The differential diagnosis between gastrointestinal symptoms of COVID-19 infection, SARS-CoV-2-induced colitis or de novo IBD, and an IBD flare associated with COVID-19 infection can be problematic. Also, multiple concerns were raised about the safety of IBD medications, primarily azathioprine and biologic therapies, during the COVID-19 pandemic, as they often suppress the immune system and can be associated with an increased risk of severe infections [11]. However, most international groups recommend that patients with an established diagnosis of IBD should remain on their pre-pandemic IBD therapy that was successful in inducing and maintaining remission [12].

Although in the case of IBD associated with confirmed COVID-19 infection, experts recommend modification of IBD therapy, mostly to decrease oral corticosteroids or switch to budesonide and delay biological therapy for two weeks until recovery [13], in some cases, infliximab initiation in IBD patients with active disease and COVID-19 appeared to be effective in the improvement of both pulmonary and digestive symptoms [14].
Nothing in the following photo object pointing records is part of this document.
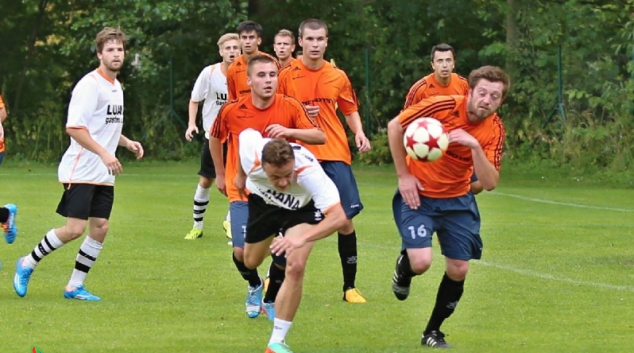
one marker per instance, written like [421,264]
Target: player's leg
[460,242]
[415,228]
[100,210]
[8,214]
[290,294]
[341,175]
[75,206]
[239,219]
[207,174]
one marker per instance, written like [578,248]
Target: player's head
[284,44]
[110,43]
[313,38]
[278,162]
[229,47]
[262,76]
[250,36]
[442,60]
[489,85]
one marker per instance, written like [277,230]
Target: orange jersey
[326,87]
[428,86]
[450,176]
[2,106]
[237,76]
[240,114]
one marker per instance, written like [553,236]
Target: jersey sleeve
[347,100]
[436,107]
[201,87]
[314,180]
[493,149]
[416,93]
[250,144]
[83,102]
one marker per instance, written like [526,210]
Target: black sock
[348,256]
[449,293]
[249,275]
[4,214]
[276,277]
[404,266]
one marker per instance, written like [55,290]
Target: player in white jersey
[88,168]
[210,87]
[290,194]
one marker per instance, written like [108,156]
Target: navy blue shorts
[455,220]
[239,215]
[341,174]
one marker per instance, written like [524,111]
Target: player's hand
[136,148]
[286,245]
[312,110]
[241,183]
[189,132]
[362,142]
[409,186]
[464,138]
[221,185]
[112,163]
[277,131]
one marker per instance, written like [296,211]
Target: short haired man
[210,87]
[88,167]
[436,197]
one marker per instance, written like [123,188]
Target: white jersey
[210,86]
[310,182]
[96,106]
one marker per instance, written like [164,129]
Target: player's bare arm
[310,136]
[485,170]
[354,123]
[132,146]
[191,125]
[83,138]
[335,219]
[408,185]
[215,148]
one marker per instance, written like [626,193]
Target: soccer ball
[425,139]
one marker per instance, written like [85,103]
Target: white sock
[201,200]
[280,329]
[49,244]
[88,253]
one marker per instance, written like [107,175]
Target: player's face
[249,41]
[313,43]
[230,51]
[112,55]
[485,98]
[443,63]
[263,80]
[280,177]
[283,47]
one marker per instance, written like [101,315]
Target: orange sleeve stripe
[411,95]
[497,161]
[429,110]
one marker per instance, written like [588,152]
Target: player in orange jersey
[435,197]
[250,38]
[442,82]
[321,88]
[284,46]
[3,117]
[275,116]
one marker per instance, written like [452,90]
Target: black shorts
[86,200]
[207,168]
[267,220]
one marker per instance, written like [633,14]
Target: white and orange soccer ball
[426,139]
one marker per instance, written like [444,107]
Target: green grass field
[557,274]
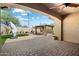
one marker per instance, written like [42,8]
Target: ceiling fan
[64,6]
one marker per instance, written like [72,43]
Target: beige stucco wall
[71,28]
[57,28]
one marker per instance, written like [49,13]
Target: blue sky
[33,17]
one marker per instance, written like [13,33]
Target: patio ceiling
[57,12]
[45,7]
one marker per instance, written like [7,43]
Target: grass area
[3,38]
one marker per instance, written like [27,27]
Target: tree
[6,16]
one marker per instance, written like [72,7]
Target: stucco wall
[57,28]
[71,28]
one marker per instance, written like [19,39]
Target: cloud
[18,10]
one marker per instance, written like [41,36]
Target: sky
[33,17]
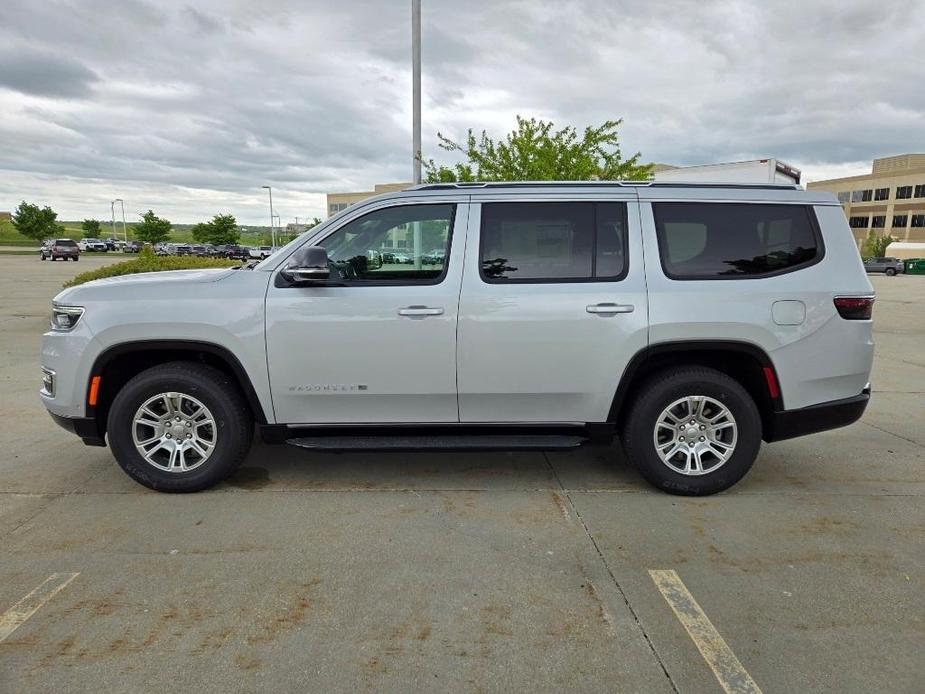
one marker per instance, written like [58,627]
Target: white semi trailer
[753,171]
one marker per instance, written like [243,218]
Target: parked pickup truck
[534,322]
[888,266]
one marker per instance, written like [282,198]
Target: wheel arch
[744,361]
[117,364]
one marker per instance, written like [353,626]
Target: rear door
[553,306]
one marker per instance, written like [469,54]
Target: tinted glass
[710,240]
[365,249]
[552,241]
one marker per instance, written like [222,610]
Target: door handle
[608,309]
[420,311]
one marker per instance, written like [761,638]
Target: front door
[381,346]
[553,307]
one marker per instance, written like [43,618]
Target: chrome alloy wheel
[174,432]
[695,435]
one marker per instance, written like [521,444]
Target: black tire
[234,424]
[658,393]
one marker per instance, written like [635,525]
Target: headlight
[65,317]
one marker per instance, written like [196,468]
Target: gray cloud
[31,71]
[193,108]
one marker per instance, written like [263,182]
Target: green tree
[875,245]
[152,229]
[91,228]
[201,232]
[534,151]
[36,223]
[223,229]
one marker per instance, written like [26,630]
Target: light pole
[416,88]
[124,232]
[272,231]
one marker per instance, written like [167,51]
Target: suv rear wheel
[692,431]
[180,427]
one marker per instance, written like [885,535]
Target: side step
[473,442]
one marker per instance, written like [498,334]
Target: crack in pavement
[613,578]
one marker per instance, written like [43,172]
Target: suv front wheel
[692,431]
[180,427]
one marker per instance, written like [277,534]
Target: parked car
[396,257]
[235,252]
[888,266]
[747,318]
[59,248]
[261,252]
[433,257]
[92,245]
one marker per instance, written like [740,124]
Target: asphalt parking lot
[463,572]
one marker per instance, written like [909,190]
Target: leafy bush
[148,262]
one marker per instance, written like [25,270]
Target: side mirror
[308,265]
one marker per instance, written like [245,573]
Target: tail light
[855,307]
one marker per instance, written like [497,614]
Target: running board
[473,442]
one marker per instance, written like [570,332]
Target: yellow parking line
[729,671]
[29,605]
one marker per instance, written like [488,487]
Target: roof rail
[599,184]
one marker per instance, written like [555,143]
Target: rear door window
[553,242]
[732,240]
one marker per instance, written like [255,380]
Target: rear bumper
[85,427]
[789,424]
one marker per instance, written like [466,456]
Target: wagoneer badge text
[327,388]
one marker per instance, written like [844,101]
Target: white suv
[692,321]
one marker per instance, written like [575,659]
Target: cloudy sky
[188,108]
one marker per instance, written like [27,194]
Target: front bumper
[788,424]
[85,427]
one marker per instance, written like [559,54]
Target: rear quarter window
[733,240]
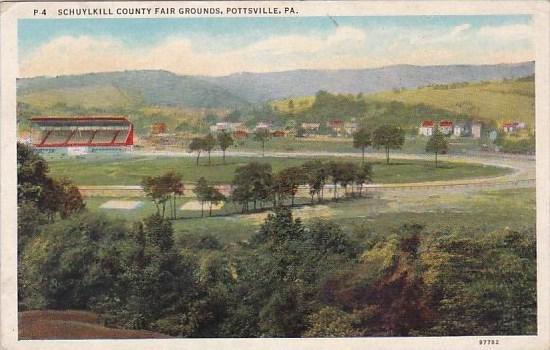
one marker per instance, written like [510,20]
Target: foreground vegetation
[289,279]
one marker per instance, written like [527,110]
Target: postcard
[267,175]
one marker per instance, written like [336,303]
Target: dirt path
[523,174]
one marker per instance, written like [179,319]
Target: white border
[11,12]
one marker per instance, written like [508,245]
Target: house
[446,127]
[462,129]
[476,129]
[336,126]
[227,126]
[240,134]
[311,126]
[512,127]
[350,127]
[264,125]
[493,135]
[426,128]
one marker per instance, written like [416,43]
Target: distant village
[341,128]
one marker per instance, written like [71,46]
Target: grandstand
[87,133]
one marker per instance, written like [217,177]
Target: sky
[222,46]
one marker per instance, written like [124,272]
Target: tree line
[256,184]
[390,137]
[290,279]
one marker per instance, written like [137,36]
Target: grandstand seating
[81,136]
[94,131]
[104,136]
[58,137]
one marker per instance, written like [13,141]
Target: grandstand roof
[80,120]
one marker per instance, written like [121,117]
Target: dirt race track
[523,175]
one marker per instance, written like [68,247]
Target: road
[523,174]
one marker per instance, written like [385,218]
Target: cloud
[343,47]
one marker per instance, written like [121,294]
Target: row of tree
[387,137]
[390,137]
[257,184]
[208,142]
[290,280]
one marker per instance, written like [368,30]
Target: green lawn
[129,170]
[473,212]
[415,144]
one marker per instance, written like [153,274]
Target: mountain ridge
[161,87]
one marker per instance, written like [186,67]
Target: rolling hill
[259,87]
[496,101]
[159,88]
[148,96]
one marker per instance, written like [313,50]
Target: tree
[202,191]
[362,176]
[224,141]
[175,186]
[158,190]
[316,173]
[262,135]
[209,143]
[437,144]
[252,182]
[388,137]
[34,185]
[347,175]
[362,139]
[197,145]
[288,181]
[332,322]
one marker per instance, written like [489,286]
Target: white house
[350,127]
[446,127]
[511,127]
[426,128]
[264,125]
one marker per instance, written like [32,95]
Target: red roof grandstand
[88,131]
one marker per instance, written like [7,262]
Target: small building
[512,127]
[158,128]
[492,135]
[264,125]
[446,127]
[476,129]
[426,128]
[311,126]
[350,127]
[227,126]
[462,129]
[335,124]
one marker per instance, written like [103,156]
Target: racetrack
[523,175]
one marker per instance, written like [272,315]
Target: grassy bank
[129,170]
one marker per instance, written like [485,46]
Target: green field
[129,170]
[415,144]
[474,212]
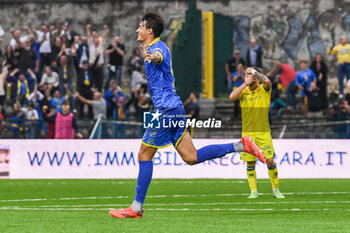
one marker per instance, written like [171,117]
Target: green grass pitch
[196,205]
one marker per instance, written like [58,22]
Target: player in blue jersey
[168,107]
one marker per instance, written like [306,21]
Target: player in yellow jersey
[254,96]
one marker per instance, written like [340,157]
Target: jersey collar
[153,42]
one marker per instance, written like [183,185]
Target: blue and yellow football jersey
[160,78]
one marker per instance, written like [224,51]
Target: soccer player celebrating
[254,96]
[167,103]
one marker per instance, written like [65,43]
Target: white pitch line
[210,203]
[153,182]
[171,209]
[167,196]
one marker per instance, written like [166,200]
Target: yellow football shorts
[262,140]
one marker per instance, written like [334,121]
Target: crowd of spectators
[51,76]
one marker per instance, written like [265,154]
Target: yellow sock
[251,173]
[273,174]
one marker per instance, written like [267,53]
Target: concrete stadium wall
[287,30]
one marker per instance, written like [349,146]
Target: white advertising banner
[118,159]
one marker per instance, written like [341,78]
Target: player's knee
[270,162]
[191,161]
[251,163]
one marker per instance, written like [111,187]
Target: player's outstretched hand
[146,54]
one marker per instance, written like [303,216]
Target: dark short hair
[65,102]
[196,94]
[154,21]
[257,69]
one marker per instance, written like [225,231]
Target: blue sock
[143,180]
[214,151]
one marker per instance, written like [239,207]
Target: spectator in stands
[1,119]
[26,58]
[96,56]
[58,50]
[31,116]
[138,81]
[343,55]
[82,52]
[135,60]
[286,73]
[45,50]
[298,83]
[66,73]
[35,47]
[21,83]
[254,55]
[84,86]
[141,105]
[120,114]
[97,63]
[314,99]
[66,124]
[49,118]
[3,77]
[44,95]
[51,78]
[17,122]
[10,57]
[281,76]
[57,100]
[192,105]
[110,94]
[116,52]
[237,80]
[99,108]
[347,96]
[16,37]
[320,69]
[231,67]
[98,104]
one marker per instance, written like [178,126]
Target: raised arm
[88,31]
[82,99]
[30,27]
[265,80]
[105,31]
[154,57]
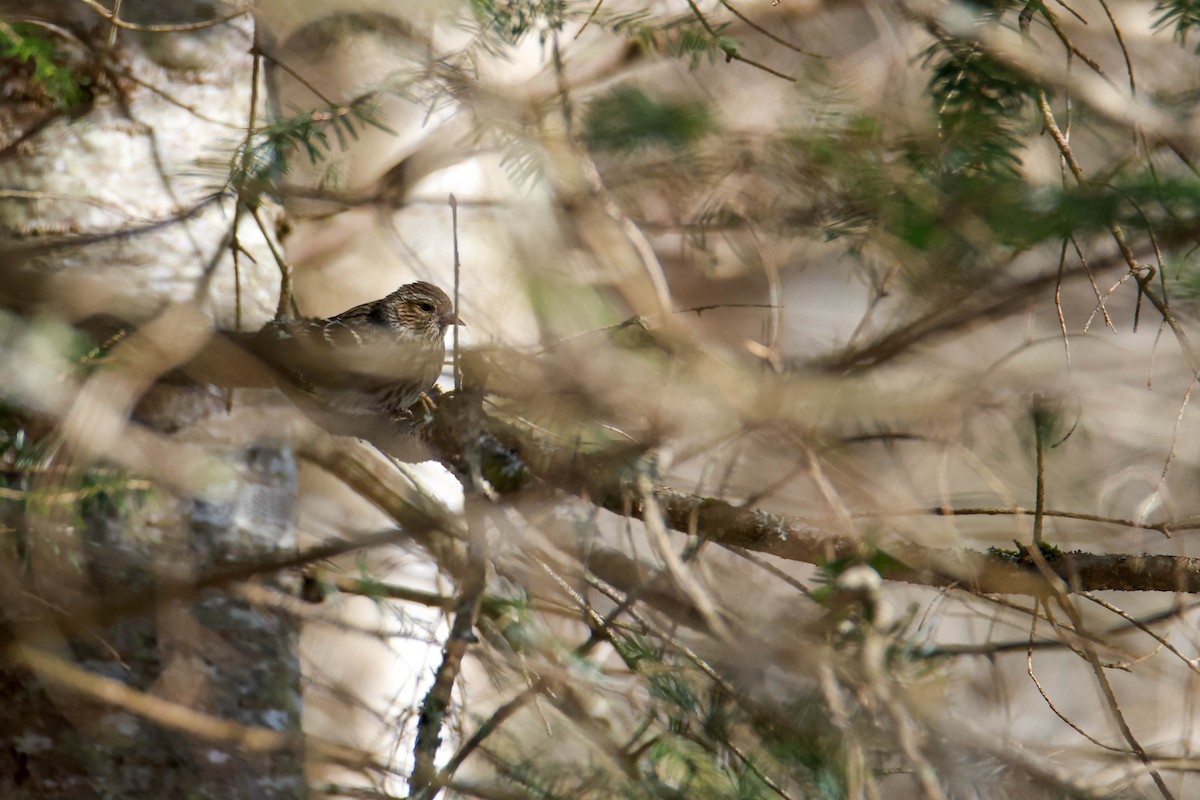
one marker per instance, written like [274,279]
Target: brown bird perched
[369,364]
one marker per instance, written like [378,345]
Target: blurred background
[832,367]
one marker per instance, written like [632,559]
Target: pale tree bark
[113,208]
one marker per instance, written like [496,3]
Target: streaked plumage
[375,360]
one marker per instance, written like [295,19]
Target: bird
[369,364]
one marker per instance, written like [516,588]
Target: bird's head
[423,310]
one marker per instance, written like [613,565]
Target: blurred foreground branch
[609,480]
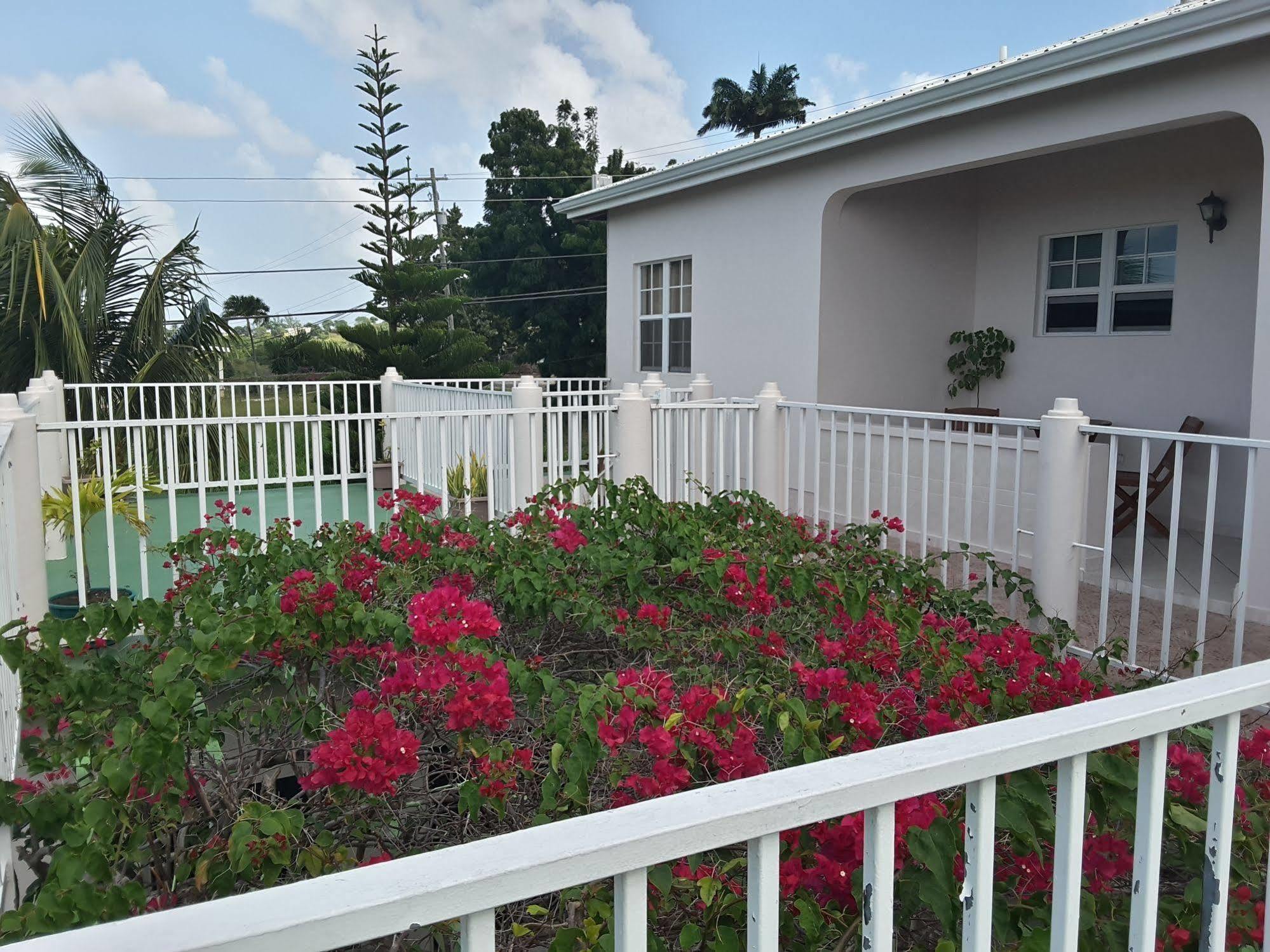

In our case, our patients had a mild COVID-19 infection associated with mild and severe UC flare-ups. We decided to optimize the patient’s treatment, mainly with topical 5-ASA, instead of intensifying or modifying their treatment. We obtained good clinical results with an improvement in their symptoms after one to two days and no endoscopic signs of severity.

However, the decision to optimize or modify the patient’s treatment must be discussed on a case-by-case basis and requires close monitoring of the patient, at least during the first week.

The management of IBD flare-ups associated with COVID-19 infection remains controversial and challenging for healthcare workers. Through our patients, the optimization of the treatment with 5-ASA appears to be a satisfactory option in the management of UC flare-ups associated with mild COVID-19 infection. However, studies with a larger population are needed to confirm this hypothesis.